DataWorks:Network connectivity and operations on resource groups

Last Updated:Feb 08, 2024

What information about DataWorks and its network capabilities do I need to understand before I configure a data synchronization task?

Before you configure a data synchronization task, take note of the following items:

  • The virtual private cloud (VPC), vSwitch, and region of the data source from which you want to synchronize data, and the region in which your DataWorks resource group resides.

  • Whether the data source and your DataWorks resource group reside in different regions or belong to different Alibaba Cloud accounts.

For more information about how to troubleshoot issues that occur when you configure and run a data synchronization task, see Supported data source types, readers, and writers.

If you encounter issues when you test the network connectivity of a data source, you can troubleshoot the issue by referring to Establish a network connection between a resource group and a data source.
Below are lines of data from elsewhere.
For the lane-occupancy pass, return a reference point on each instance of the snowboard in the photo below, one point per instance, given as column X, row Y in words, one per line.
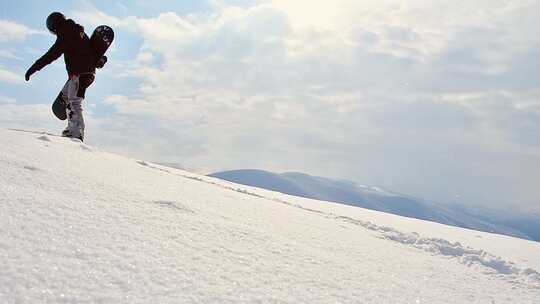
column 101, row 39
column 59, row 107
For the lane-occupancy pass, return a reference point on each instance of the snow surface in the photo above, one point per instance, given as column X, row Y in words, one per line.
column 80, row 225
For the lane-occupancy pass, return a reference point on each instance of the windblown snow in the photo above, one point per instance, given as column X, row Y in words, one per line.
column 80, row 225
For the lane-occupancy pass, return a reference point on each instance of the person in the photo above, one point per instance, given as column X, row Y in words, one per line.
column 81, row 64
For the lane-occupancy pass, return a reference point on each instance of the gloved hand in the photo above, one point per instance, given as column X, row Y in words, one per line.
column 101, row 62
column 29, row 73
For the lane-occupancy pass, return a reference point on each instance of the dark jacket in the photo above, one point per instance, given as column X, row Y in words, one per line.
column 75, row 45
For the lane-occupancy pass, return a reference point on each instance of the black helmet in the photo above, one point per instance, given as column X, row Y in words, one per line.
column 55, row 21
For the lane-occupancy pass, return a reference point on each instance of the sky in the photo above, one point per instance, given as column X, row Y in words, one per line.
column 435, row 99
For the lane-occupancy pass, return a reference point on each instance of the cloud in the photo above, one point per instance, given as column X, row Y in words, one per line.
column 10, row 77
column 422, row 98
column 6, row 100
column 35, row 117
column 13, row 31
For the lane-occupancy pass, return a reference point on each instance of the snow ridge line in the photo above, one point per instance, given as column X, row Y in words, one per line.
column 468, row 256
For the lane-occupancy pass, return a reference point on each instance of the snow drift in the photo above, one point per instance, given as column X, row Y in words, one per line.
column 82, row 225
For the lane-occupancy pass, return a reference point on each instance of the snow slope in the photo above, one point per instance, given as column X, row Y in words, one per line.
column 374, row 198
column 81, row 225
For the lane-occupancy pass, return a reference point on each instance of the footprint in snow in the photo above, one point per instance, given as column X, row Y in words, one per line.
column 44, row 138
column 173, row 205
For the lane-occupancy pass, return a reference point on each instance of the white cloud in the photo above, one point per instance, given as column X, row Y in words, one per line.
column 8, row 76
column 411, row 96
column 12, row 31
column 6, row 99
column 9, row 54
column 34, row 117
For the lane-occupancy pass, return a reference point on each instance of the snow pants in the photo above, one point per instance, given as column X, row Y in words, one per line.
column 73, row 94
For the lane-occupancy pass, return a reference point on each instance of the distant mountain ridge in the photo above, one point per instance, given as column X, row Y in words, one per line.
column 374, row 198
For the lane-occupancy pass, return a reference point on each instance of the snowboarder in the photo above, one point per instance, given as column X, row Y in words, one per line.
column 81, row 64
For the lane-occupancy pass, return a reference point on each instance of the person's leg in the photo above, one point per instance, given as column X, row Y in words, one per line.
column 76, row 89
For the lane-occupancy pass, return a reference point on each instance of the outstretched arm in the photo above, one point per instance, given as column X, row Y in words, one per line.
column 52, row 54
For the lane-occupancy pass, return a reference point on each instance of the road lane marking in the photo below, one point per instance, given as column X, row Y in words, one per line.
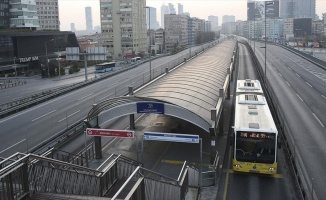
column 230, row 171
column 180, row 162
column 106, row 96
column 309, row 84
column 43, row 115
column 318, row 120
column 69, row 116
column 12, row 146
column 114, row 84
column 299, row 97
column 85, row 96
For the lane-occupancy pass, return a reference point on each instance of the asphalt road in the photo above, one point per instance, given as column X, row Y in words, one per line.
column 28, row 128
column 254, row 186
column 300, row 88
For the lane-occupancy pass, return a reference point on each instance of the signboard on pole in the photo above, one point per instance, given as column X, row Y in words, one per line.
column 150, row 107
column 171, row 137
column 110, row 133
column 72, row 53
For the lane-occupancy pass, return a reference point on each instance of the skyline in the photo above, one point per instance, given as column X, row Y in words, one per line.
column 70, row 13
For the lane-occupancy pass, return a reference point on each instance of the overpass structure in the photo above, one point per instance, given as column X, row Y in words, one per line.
column 194, row 92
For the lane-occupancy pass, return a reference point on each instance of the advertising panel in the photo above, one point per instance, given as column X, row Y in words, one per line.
column 256, row 10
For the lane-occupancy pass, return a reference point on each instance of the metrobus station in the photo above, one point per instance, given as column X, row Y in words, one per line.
column 193, row 92
column 16, row 56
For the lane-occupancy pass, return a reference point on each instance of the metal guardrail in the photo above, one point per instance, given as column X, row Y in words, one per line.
column 310, row 58
column 302, row 177
column 27, row 102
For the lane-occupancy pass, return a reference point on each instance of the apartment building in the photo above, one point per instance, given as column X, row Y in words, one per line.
column 176, row 31
column 89, row 19
column 48, row 14
column 214, row 22
column 23, row 14
column 123, row 26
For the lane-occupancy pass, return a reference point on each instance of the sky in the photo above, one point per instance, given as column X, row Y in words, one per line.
column 73, row 11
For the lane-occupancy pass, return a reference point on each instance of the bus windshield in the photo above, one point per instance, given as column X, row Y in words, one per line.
column 255, row 147
column 104, row 67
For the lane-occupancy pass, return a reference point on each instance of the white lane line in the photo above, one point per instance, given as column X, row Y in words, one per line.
column 114, row 84
column 69, row 116
column 323, row 96
column 318, row 120
column 309, row 84
column 299, row 97
column 106, row 96
column 85, row 96
column 12, row 146
column 43, row 115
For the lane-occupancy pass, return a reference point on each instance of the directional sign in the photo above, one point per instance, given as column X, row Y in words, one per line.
column 171, row 137
column 110, row 133
column 150, row 107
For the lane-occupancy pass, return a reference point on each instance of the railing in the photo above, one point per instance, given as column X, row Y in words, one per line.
column 27, row 102
column 303, row 179
column 210, row 178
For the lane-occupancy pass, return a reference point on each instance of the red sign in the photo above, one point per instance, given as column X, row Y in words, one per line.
column 110, row 133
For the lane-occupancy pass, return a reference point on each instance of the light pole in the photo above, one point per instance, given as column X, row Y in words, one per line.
column 59, row 65
column 255, row 33
column 15, row 67
column 150, row 46
column 46, row 53
column 266, row 4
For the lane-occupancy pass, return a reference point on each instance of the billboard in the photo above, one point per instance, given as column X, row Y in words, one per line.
column 256, row 10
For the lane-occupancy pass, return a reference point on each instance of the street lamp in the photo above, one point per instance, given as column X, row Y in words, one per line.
column 150, row 46
column 266, row 4
column 46, row 53
column 59, row 65
column 255, row 33
column 15, row 67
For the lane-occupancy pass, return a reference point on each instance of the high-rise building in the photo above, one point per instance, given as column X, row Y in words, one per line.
column 214, row 22
column 176, row 34
column 297, row 8
column 151, row 11
column 48, row 14
column 26, row 19
column 228, row 18
column 89, row 19
column 123, row 25
column 164, row 11
column 171, row 9
column 180, row 8
column 4, row 16
column 72, row 27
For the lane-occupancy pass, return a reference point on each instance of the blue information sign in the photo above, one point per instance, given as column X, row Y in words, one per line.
column 150, row 107
column 171, row 137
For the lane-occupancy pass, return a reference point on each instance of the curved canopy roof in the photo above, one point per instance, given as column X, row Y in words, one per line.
column 189, row 92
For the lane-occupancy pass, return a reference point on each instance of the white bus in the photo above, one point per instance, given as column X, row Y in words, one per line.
column 249, row 86
column 255, row 135
column 135, row 60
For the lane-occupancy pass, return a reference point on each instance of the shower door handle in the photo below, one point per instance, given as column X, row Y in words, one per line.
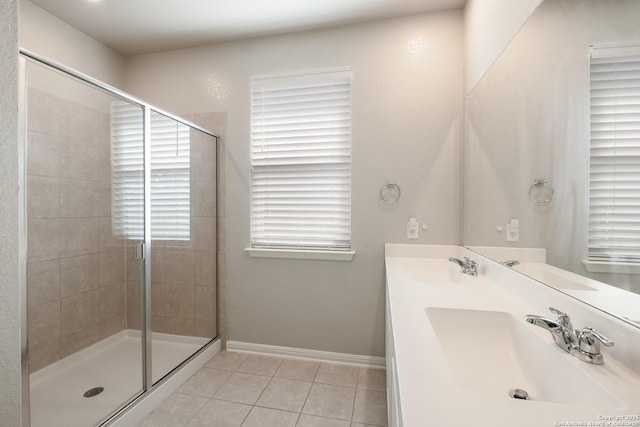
column 140, row 251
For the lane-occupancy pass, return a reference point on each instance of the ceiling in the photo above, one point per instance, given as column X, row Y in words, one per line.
column 133, row 27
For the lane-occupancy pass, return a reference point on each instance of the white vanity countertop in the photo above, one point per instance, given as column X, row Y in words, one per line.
column 420, row 276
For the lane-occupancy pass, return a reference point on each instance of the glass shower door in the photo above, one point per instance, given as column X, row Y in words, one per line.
column 83, row 187
column 183, row 254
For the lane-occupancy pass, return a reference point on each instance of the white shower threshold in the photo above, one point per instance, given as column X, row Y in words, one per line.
column 115, row 363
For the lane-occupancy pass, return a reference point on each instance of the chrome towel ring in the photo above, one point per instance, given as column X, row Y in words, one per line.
column 390, row 193
column 541, row 192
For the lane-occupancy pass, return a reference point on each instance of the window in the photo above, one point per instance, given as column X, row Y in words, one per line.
column 301, row 161
column 614, row 195
column 170, row 175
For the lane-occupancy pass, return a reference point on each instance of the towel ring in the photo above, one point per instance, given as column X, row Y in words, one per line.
column 390, row 193
column 541, row 192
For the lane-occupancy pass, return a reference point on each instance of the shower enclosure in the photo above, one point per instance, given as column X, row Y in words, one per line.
column 120, row 228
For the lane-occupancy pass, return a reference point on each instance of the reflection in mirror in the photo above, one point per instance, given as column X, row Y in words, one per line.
column 534, row 174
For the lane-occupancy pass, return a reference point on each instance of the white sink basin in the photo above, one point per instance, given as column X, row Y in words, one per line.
column 493, row 353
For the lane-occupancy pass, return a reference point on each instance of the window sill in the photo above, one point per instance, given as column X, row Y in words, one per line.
column 611, row 267
column 301, row 254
If you want to use an exclusive resource group for Data Integration, you must perform the following operations before you can configure a data synchronization task: purchase an exclusive resource group for Data Integration, associate the resource group with the VPC in which the data source resides, evaluate whether you need to add a route, configure the IP address whitelist of the data source, and associate the resource group with a DataWorks workspace. For more information, see Create and use an exclusive resource group for Data Integration.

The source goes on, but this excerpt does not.